After handily winning their divisional round match-up, The Prototype and company made The Cowboys look like, well, The Cowboys. After dismantling "America's Team," The 49ers headed to wherever it was The Super Bowl was held in '09 and stomped on The Steelers. There Madden got it's last shot in, mysteriously transforming Troy Polamalu into one of the world's fastest human beings. It seemed like it didn't matter what mistakes Polamalu made, he always managed to stop me from scoring on big runs - he ran completely past me on several occasions but still caught The Prototype, even after Madden's role system allowed me to boost the chubby back's speed to 99. The Steelers in general seemed rather adept at tackling the league's unstoppable man when he otherwise would have scored. The result was a Super Bowl MVP unjustly stolen away from the league's best-worst player.

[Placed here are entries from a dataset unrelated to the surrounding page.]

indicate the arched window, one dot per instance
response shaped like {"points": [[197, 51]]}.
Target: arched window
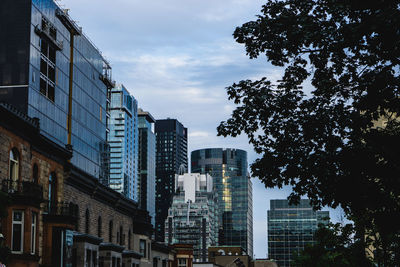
{"points": [[35, 173], [110, 230], [52, 191], [87, 217], [14, 165], [99, 226]]}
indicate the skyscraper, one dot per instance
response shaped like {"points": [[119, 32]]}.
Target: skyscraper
{"points": [[291, 228], [193, 215], [147, 164], [228, 167], [123, 140], [171, 147], [50, 70]]}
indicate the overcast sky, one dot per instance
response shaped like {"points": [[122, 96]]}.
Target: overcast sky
{"points": [[177, 57]]}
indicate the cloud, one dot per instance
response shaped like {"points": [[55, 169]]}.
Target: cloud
{"points": [[177, 57]]}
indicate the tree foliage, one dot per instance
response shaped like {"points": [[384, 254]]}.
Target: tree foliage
{"points": [[336, 140]]}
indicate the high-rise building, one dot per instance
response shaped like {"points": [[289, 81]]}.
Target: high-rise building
{"points": [[228, 167], [50, 70], [147, 164], [193, 216], [123, 140], [291, 228], [171, 156]]}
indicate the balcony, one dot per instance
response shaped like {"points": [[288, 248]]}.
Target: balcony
{"points": [[61, 212], [23, 192]]}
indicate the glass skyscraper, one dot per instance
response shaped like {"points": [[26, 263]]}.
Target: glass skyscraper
{"points": [[147, 164], [291, 228], [228, 167], [171, 147], [123, 140], [193, 216], [50, 70]]}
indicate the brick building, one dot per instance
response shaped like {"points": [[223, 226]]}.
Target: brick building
{"points": [[32, 178], [57, 214]]}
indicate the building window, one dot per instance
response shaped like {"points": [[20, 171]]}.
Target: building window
{"points": [[33, 233], [87, 217], [142, 247], [99, 227], [52, 191], [17, 231], [121, 236], [129, 239], [182, 263], [88, 257], [48, 62], [35, 173], [110, 230], [14, 165]]}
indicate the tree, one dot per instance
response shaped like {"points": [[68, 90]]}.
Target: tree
{"points": [[338, 143]]}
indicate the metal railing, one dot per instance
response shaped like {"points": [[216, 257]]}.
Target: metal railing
{"points": [[61, 209], [22, 188]]}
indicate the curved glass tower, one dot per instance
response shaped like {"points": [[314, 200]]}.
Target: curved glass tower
{"points": [[228, 167]]}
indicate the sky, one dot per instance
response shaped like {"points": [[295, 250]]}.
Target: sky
{"points": [[177, 57]]}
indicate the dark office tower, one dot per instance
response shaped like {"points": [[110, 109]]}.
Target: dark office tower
{"points": [[50, 70], [228, 167], [147, 164], [171, 156], [291, 228]]}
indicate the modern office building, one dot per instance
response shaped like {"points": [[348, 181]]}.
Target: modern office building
{"points": [[147, 164], [123, 140], [291, 228], [171, 155], [228, 167], [193, 216], [50, 70]]}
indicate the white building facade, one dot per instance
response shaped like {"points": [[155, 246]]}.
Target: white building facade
{"points": [[193, 216]]}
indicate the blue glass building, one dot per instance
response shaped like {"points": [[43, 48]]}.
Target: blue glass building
{"points": [[50, 70], [147, 164], [123, 140], [171, 149], [291, 228], [228, 167]]}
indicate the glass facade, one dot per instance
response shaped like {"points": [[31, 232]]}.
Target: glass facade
{"points": [[171, 149], [228, 167], [123, 140], [193, 215], [36, 77], [147, 164], [291, 228]]}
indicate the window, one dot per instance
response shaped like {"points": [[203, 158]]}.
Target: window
{"points": [[99, 227], [110, 230], [47, 62], [52, 191], [88, 257], [33, 233], [121, 236], [129, 239], [35, 174], [17, 231], [181, 262], [142, 247], [14, 165]]}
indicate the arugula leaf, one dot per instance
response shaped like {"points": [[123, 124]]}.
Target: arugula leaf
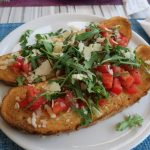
{"points": [[24, 38], [20, 80], [40, 37], [48, 46], [33, 61], [84, 114], [130, 122], [99, 89], [94, 110], [38, 79], [87, 35]]}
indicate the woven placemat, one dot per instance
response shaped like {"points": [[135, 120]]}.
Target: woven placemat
{"points": [[17, 3], [6, 143]]}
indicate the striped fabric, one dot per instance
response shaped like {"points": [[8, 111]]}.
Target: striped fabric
{"points": [[6, 143]]}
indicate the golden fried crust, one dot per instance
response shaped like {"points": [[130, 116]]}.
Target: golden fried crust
{"points": [[125, 27], [7, 75], [70, 121]]}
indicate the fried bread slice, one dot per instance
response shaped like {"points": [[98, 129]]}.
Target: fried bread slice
{"points": [[69, 121]]}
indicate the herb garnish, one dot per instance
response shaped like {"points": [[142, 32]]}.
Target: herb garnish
{"points": [[129, 122], [20, 80]]}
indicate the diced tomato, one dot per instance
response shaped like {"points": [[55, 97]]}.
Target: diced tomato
{"points": [[15, 69], [20, 60], [127, 67], [126, 79], [107, 80], [136, 75], [116, 88], [59, 106], [117, 69], [81, 104], [26, 68], [37, 104], [123, 41], [102, 102], [131, 90], [113, 42], [102, 68], [104, 34], [32, 91], [24, 102], [68, 98], [102, 27]]}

All in all, as a big guy myself, I was inspired by the rough and tumble play of The Prototype. He wasn't in any way marketable or skilled, but he put up more numbers than a lot of players put up in their entire careers. I don't know what the future holds for The Prototype - Madden '09 makes it a pain to simulate things - but let's all just assume he becomes the greatest player to ever live. It would be almost impossible for him to not waddle his way into the Hall of Fame anyways, and it's not like anyone could stop him if he tried.